Within this framework, Brazil offers fertile ground for an imagined version of the European Middle Ages that the far right presents as white, patriarchal, and Christian. By stressing the relationship between Brazil and Portugal, the far right erases the importance of indigenous and African peoples in the history of Brazil and ignores their social, cultural, and economic contributions. In this imaginary past, Portugal is not framed as a distant colonial power, but as the “motherland” that gave Brazilians a European language and culture. Gilberto Freyre famously developed the myth of a racial democracy in Brazil: the peaceful coexistence of the “three races.” In the far-right version of history, we are back to an ante-Freyrian view: a clean, white past for Brazil.

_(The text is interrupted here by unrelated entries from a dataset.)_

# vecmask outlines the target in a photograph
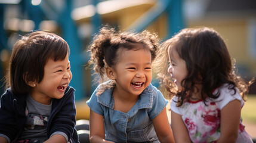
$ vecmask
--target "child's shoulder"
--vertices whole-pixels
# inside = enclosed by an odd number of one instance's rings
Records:
[[[149,84],[149,86],[147,86],[147,87],[143,91],[143,92],[149,92],[149,93],[154,93],[156,94],[158,92],[160,92],[159,90],[158,90],[158,89],[155,87],[155,86],[153,86],[152,83]]]
[[[220,88],[216,89],[213,94],[219,94],[219,97],[216,99],[211,99],[211,101],[219,104],[221,109],[229,102],[238,100],[242,103],[242,106],[243,105],[244,102],[240,95],[240,92],[236,87],[232,88],[233,85],[225,83],[221,85]]]
[[[95,94],[97,96],[100,96],[106,91],[114,88],[115,86],[116,83],[114,80],[110,80],[103,82],[97,87],[95,89]]]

Yet the aim of the demagogues who appropriate the European Middle Ages in this way is not just to reconstruct the past. As historians know, present and past are linked; to rewrite Brazil’s history is also to push for a specific project for its future. As Bolsonaro said during his campaign rally in Campina Grande: “Let’s build a Brazil for the majorities! Minorities must bow to majorities! The law must exist to defend majorities! Minorities must adapt themselves or just disappear!“
Bolsonaro’s political platform is to build a country in which conservative Christianity enjoys unchallenged dominance, the patriarchal family is the seat of domestic authoritarianism, and racism, homophobia, misogyny, and religious intolerance are encoded in daily life. Fulfilling his campaign promises, the Bolsonaro administration has already terminated important public policies that offered protections to marginalized groups. The best way to describe Bolsonaro’s government is as a reactionary one: an aggressive conservative reaction to the modest progressive steps that Brazil has taken over the last decades.
By examining how important the idea of a pure, white European Middle Ages is to the Brazilian far right, we can glimpse the core principles that will guide this government, and the wider social movement that gives it strength. In this sense, it is important to stress that the Brazilian far right (including the Bolsonaro government) does not want to “make Brazil medieval again,” but rather to evoke a set of ideas about the European Middle Ages as an idealized past that provide elements for the construction of a noble future.
The weaponization of the Middle Ages by the far-right is a global problem, with particular outbreaks in the U.S. and Western Europe. Brazilian would-be crusaders know this. The far-right English YouTube personality Paul Joseph Watson interviewed Martins just after Bolsonaro’s victory in the first round of elections. Likewise, during 2018, both Martins and Eduardo Bolsonaro, the president’s son, were in contact with the far-right American organizer Steve Bannon. Eduardo Bolsonaro even boasted that he and Bannon were joining forces “against cultural Marxism.”
There’s work to be done in Brazil, but also throughout academia globally. In teaching and scholarship, medievalists must oppose the far right and dispense with these myths. The new “global” Middle Ages, based on looking beyond Western Europe and embracing the true complexities of a multiethnic, polyreligious world with active subjects from diverse genders, is going to have to take on global white supremacy.